Sounds a lot like an HMO to me. But he concludes, “There will not be a clear vision of the statutory ACO process until regulations are adopted. The regulations are currently scheduled for publication in the fall of 2010. ACOs are expected to be operational by 2012 according to PPACA. Given the organizational and logistical challenges of creating an ACO, physicians and other participants will be hard pressed to timely create, or even understand, the ACO system.”

So who knows?

SOURCE: Martindale


CONCLUSION

Okay, look, I don’t want to belabor this any further. Here we go again on yet another dumb idea that is guaranteed to fail. Not only fail, but waste billions of dollars, years of time, and make people’s lives miserable while we go through this little exercise.

It is brought to you by the same idiots that have done the exact same thing time after time over the past 40 years. Consider:

  • Wage and price controls in the early 1970s.
  • Massive mandatory health planning in the 1970s
  • Hospital rate setting that was adopted by 30 states in the early 1980s and repealed by all but one.
  • State universal health programs in the late 1980s, adopted by about 10 states and repealed by every one.
  • Medicare Catastrophic and Section 89 in the 1980s, both repealed before they could do much harm.
  • Small group “reforms” in the early 1990s that destroyed the market for individual and small group coverage.
  • Managed Care in the 1990s.

All were trying to control health care with top-down, command and control, centralized decision-making. It has never worked and will never work. Health care is too complex, too important, and too costly to put bureaucrats in charge.
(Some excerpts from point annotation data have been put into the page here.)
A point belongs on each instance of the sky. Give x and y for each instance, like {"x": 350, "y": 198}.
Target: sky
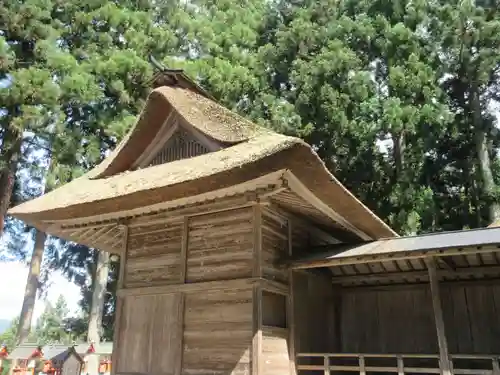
{"x": 13, "y": 276}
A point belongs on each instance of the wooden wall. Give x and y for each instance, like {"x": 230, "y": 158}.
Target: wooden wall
{"x": 220, "y": 246}
{"x": 274, "y": 356}
{"x": 149, "y": 329}
{"x": 218, "y": 333}
{"x": 400, "y": 319}
{"x": 310, "y": 301}
{"x": 154, "y": 254}
{"x": 173, "y": 319}
{"x": 185, "y": 307}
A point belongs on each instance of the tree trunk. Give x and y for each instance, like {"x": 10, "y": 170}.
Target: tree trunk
{"x": 99, "y": 284}
{"x": 32, "y": 284}
{"x": 398, "y": 154}
{"x": 488, "y": 182}
{"x": 10, "y": 159}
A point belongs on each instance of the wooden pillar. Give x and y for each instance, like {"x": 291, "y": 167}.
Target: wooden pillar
{"x": 257, "y": 291}
{"x": 444, "y": 359}
{"x": 119, "y": 301}
{"x": 291, "y": 305}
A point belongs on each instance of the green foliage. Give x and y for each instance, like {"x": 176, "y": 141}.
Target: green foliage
{"x": 393, "y": 95}
{"x": 53, "y": 326}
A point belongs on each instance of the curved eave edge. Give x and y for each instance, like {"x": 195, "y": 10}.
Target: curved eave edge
{"x": 378, "y": 229}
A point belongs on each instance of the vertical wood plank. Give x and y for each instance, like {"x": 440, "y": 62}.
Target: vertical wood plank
{"x": 326, "y": 365}
{"x": 444, "y": 360}
{"x": 496, "y": 366}
{"x": 290, "y": 314}
{"x": 119, "y": 301}
{"x": 184, "y": 249}
{"x": 257, "y": 291}
{"x": 180, "y": 333}
{"x": 257, "y": 330}
{"x": 257, "y": 241}
{"x": 362, "y": 365}
{"x": 401, "y": 366}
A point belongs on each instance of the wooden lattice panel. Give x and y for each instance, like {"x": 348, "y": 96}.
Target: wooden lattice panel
{"x": 181, "y": 145}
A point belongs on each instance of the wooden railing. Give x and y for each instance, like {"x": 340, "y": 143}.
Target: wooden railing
{"x": 401, "y": 364}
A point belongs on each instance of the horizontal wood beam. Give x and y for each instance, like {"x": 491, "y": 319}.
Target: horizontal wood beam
{"x": 315, "y": 261}
{"x": 424, "y": 275}
{"x": 207, "y": 286}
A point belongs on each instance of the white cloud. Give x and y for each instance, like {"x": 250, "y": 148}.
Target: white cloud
{"x": 13, "y": 282}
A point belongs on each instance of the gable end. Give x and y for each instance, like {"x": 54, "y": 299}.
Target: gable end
{"x": 181, "y": 145}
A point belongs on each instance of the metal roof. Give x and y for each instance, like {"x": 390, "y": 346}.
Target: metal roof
{"x": 438, "y": 243}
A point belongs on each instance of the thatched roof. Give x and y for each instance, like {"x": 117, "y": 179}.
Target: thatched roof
{"x": 248, "y": 152}
{"x": 495, "y": 224}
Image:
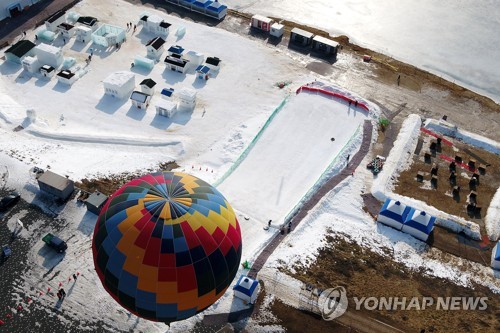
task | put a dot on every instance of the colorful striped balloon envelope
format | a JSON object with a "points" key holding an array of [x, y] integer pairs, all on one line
{"points": [[166, 246]]}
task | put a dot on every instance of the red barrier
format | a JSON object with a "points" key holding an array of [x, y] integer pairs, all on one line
{"points": [[334, 94]]}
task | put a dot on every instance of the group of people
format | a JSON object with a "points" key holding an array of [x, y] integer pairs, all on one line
{"points": [[129, 26]]}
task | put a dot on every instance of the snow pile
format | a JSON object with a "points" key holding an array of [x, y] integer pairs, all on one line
{"points": [[399, 158], [453, 131], [492, 219]]}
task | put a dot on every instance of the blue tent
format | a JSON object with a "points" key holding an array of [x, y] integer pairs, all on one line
{"points": [[495, 256], [419, 224], [246, 289], [393, 213]]}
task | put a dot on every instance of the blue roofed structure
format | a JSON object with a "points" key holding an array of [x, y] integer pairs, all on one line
{"points": [[393, 213], [167, 92], [246, 288], [200, 6], [419, 224]]}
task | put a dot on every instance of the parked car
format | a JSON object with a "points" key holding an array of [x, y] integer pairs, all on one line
{"points": [[9, 201], [55, 242]]}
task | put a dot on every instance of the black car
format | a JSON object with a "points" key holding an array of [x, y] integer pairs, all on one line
{"points": [[9, 201]]}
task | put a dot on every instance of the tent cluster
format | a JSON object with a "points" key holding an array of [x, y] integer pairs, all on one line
{"points": [[417, 223]]}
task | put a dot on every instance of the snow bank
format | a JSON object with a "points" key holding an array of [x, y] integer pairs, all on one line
{"points": [[397, 161], [492, 219], [453, 131], [399, 157]]}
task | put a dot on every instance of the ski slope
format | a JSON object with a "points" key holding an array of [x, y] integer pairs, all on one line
{"points": [[287, 159]]}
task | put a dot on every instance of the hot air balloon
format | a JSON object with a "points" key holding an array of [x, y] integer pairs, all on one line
{"points": [[166, 246]]}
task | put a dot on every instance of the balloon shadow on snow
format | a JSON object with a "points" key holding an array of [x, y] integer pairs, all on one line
{"points": [[110, 104]]}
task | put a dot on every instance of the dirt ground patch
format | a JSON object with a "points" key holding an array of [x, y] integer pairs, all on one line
{"points": [[108, 184], [441, 196], [365, 273]]}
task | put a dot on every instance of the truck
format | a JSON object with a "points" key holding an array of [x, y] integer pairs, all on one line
{"points": [[55, 242]]}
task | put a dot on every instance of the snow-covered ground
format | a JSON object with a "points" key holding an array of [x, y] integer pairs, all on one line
{"points": [[288, 158], [79, 132], [461, 52]]}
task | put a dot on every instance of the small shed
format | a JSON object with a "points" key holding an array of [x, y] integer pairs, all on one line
{"points": [[301, 37], [325, 45], [140, 99], [67, 30], [55, 184], [119, 84], [95, 202], [495, 256], [155, 48], [47, 71], [83, 34], [144, 62], [200, 6], [176, 62], [165, 108], [175, 49], [277, 30], [213, 63], [262, 22], [216, 10], [167, 92], [247, 289], [88, 21], [31, 64], [17, 52], [194, 58], [419, 224], [108, 35], [203, 72], [49, 55], [148, 86], [154, 24], [67, 77], [187, 99], [55, 20]]}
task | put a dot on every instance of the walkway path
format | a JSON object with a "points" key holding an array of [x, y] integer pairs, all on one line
{"points": [[313, 200]]}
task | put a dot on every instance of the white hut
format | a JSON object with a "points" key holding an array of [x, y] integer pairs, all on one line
{"points": [[165, 107], [67, 77], [67, 30], [108, 35], [48, 54], [119, 84], [31, 64], [148, 86], [47, 71], [88, 22], [262, 22], [154, 24], [187, 99], [495, 257], [83, 34], [140, 99], [195, 59], [247, 289], [277, 30], [55, 20], [155, 48], [213, 63]]}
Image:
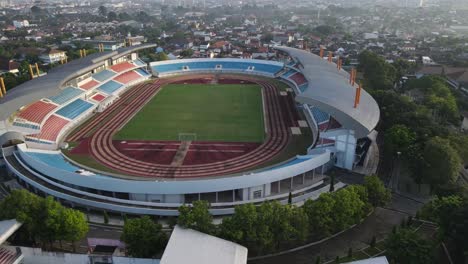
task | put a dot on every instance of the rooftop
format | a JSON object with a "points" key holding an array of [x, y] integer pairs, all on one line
{"points": [[190, 246]]}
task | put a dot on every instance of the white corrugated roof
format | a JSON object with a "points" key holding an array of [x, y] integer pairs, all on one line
{"points": [[377, 260]]}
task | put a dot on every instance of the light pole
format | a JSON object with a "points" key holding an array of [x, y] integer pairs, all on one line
{"points": [[397, 176]]}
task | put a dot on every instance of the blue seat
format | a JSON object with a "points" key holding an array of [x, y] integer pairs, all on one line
{"points": [[54, 160], [74, 109], [66, 95], [142, 72], [110, 87], [139, 63], [103, 75], [235, 65], [303, 87], [38, 141], [288, 73], [25, 125]]}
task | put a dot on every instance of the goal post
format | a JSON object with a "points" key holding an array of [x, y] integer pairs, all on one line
{"points": [[187, 136]]}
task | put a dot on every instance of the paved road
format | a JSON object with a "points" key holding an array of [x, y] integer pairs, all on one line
{"points": [[379, 224]]}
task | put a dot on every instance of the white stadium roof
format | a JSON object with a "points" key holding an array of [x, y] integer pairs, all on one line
{"points": [[330, 91], [189, 246]]}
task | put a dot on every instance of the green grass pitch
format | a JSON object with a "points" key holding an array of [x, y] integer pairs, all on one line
{"points": [[230, 112]]}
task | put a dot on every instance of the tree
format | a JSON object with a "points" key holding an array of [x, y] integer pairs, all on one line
{"points": [[457, 232], [378, 195], [111, 16], [460, 142], [398, 139], [242, 227], [442, 162], [50, 215], [74, 226], [320, 214], [45, 220], [197, 217], [373, 242], [102, 11], [348, 209], [186, 53], [441, 211], [378, 74], [143, 237], [267, 37], [405, 246], [24, 207]]}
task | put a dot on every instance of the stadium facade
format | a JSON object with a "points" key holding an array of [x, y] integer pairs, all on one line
{"points": [[39, 114]]}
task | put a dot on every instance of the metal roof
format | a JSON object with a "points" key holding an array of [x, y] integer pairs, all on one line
{"points": [[52, 83], [330, 91], [190, 246]]}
The whole concept of “population health” should offend anyone who has ever been or might ever become a patient. It should also offend anyone who has ever cared for a patient. But the people who should be standing up for patients have capitulated to politics. The AMA, most notably, no longer comments on the effects a proposal might have on patients. Instead it calculates the political stakes in opposing or supporting an idea. And it does even that poorly.

The chances of turning this latest idiocy around are not high. All of the intellectual elite has signed on. So the American people will be put through yet another misadventure and the elitists will spend our money, waste our time, and endanger our health on something that all the evidence says will not work. In five or ten years the failure will be obvious to all and the idea will be buried. But no one will pay a price for advocating lunacy.